No recuerdo que nos enseñaran a
gestionar las emociones. Con los años hemos tenido que adivinar cómo se
articulaban y nos hacían personas. En este momento coronado que nos tiene como
extraños en nuestro paraíso del hogar, tecleo por la necesidad de compartir las
ausencias. Esos latidos robados por nosotros mismos que atormentan entre
silencios. Cuando todo para, el corazón bombea más fuerte e impone su propia
memoria. No es una confesión, más bien una descripción, si comparto mi yo más
sensible. Desde pequeño, rodeado de cariño y mayores entregados, construí una
personalidad abierta y sociable. Torbellino, supongo, pero emocionalmente
libre. De ahí que siempre me gustara el contacto, el sentir y mostrar el cariño
sin condiciones. Pronto entendí que no todo el mundo actuaba igual, incluso que
el miedo se imponía al sincerarse sobre esos lazos invisibles. No hablo
necesariamente de amor, que también, pero hubiera derruido tantos muros e
inseguridades para que todo fluyera de otro modo. Defiendo que las relaciones
han de alimentarse de verdades y, si se quiere, no hay nada de malo en
verbalizarlo.
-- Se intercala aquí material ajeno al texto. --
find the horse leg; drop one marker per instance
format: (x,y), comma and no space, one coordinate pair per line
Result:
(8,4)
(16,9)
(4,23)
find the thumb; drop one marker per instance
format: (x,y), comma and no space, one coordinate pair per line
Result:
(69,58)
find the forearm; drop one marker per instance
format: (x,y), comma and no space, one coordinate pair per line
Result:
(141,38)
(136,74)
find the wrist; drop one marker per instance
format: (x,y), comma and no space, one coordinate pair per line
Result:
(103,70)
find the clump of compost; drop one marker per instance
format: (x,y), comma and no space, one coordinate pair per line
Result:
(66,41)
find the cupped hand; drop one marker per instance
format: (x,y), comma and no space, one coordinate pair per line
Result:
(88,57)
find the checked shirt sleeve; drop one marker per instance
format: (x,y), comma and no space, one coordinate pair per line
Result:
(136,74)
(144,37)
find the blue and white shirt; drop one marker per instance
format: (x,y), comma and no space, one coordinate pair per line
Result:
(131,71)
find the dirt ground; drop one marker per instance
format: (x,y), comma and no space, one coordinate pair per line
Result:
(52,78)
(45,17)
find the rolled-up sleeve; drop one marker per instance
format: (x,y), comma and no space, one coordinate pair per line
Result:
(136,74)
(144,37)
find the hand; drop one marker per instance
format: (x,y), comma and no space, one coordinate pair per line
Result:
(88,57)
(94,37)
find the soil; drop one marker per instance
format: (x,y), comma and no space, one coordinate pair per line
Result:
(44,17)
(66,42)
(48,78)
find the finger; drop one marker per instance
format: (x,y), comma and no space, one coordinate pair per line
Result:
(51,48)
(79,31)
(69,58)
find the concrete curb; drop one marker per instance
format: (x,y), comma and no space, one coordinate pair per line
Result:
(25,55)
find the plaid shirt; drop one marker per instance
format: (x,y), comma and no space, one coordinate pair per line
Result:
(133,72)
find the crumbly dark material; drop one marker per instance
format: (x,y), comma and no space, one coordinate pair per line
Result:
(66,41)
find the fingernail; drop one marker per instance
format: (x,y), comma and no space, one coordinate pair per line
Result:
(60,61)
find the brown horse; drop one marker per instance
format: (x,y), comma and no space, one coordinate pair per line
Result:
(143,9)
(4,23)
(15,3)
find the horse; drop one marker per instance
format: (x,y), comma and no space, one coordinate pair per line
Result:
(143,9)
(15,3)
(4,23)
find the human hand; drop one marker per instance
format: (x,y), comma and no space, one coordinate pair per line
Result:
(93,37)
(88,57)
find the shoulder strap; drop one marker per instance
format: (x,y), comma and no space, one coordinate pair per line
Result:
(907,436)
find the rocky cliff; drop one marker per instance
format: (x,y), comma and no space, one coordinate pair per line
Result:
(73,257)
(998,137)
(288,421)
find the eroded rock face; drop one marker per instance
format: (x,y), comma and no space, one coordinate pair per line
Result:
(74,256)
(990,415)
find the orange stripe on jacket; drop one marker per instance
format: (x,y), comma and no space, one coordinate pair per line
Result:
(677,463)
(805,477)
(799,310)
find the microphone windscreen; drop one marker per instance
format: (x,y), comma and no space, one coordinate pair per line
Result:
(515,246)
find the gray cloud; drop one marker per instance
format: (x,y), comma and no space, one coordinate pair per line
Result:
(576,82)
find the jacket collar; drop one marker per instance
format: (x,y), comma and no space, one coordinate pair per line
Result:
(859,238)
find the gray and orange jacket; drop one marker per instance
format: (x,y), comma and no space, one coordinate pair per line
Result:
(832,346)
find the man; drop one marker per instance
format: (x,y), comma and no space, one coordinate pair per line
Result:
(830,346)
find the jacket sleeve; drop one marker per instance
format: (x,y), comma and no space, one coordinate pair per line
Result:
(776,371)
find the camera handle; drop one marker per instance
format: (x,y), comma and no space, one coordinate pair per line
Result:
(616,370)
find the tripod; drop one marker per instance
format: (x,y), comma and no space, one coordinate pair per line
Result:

Es más, ese nudo en el estómago y el sufrir la entraña significan
que estamos vivos.
Sé que no tiene mérito el volcar
toda esta intensidad aplicada al contexto, pero necesito contar que me
arrepiento. Mucho. Como muchos son los besos perdidos que jamás recuperaré. Serán
otros, puede que mejores. Ojalá. No los mismos, porque los dejé pasar. Y si lo
son, estarán teñidos de nostalgia, incluso deuda. Eso no los invalidará, pero
sí condicionará ese afecto contenido en cada ejercicio de darse a otros. O en
singular, en el caso de la persona. Esa que habita tu balcón romántico, al que
te asomas con la esperanza de reescribir la historia. Que te tiene sin palabras
y protagoniza tus días, incluso en la distancia y el desconocimiento. No vale
de nada predicar con el ejemplo cuando perdiste la oportunidad de expresar,
compartir, amar. Podrás intentar traspasar las pantallas y recuperar ese tiempo
que dejaste escapar. Las prisas, el estrés, esa vorágine imperfecta nos ha
superado y ahora somos víctimas de nuestra realidad, por mucho que ahora
parezca de ficción. El bicho nos ha dejado en evidencia, pero ganaremos esta
batalla. Nos merecemos esa segunda oportunidad y cobrarnos los te quieros
callados.
Sin duda, nos intoxica la
sobreinformación, optamos por el entretenimiento y convivimos con el miedo. El impuesto
y el que tratamos de aislar. Es momento de dar un paso adelante (figurado) y
dejar que hablen esas emociones. De nada sirve guardarse para futuro cuando ni
siquiera sabemos que tal cosa sea posible. No es negatividad, es instinto de
supervivencia. Tienen que vencer las ganas de imponer esa mejor versión, sin filtros
ni vacíos. Dejemos que el mal sueño tenga un efecto saludable. Y si se trata de
besar, besemos. Que nada ni nadie detenga los sentimientos, mucho menos un
virus importado. Lo que de verdad importa es otra cosa. Y sabiéndolo, no
debemos frenar su naturaleza emocional.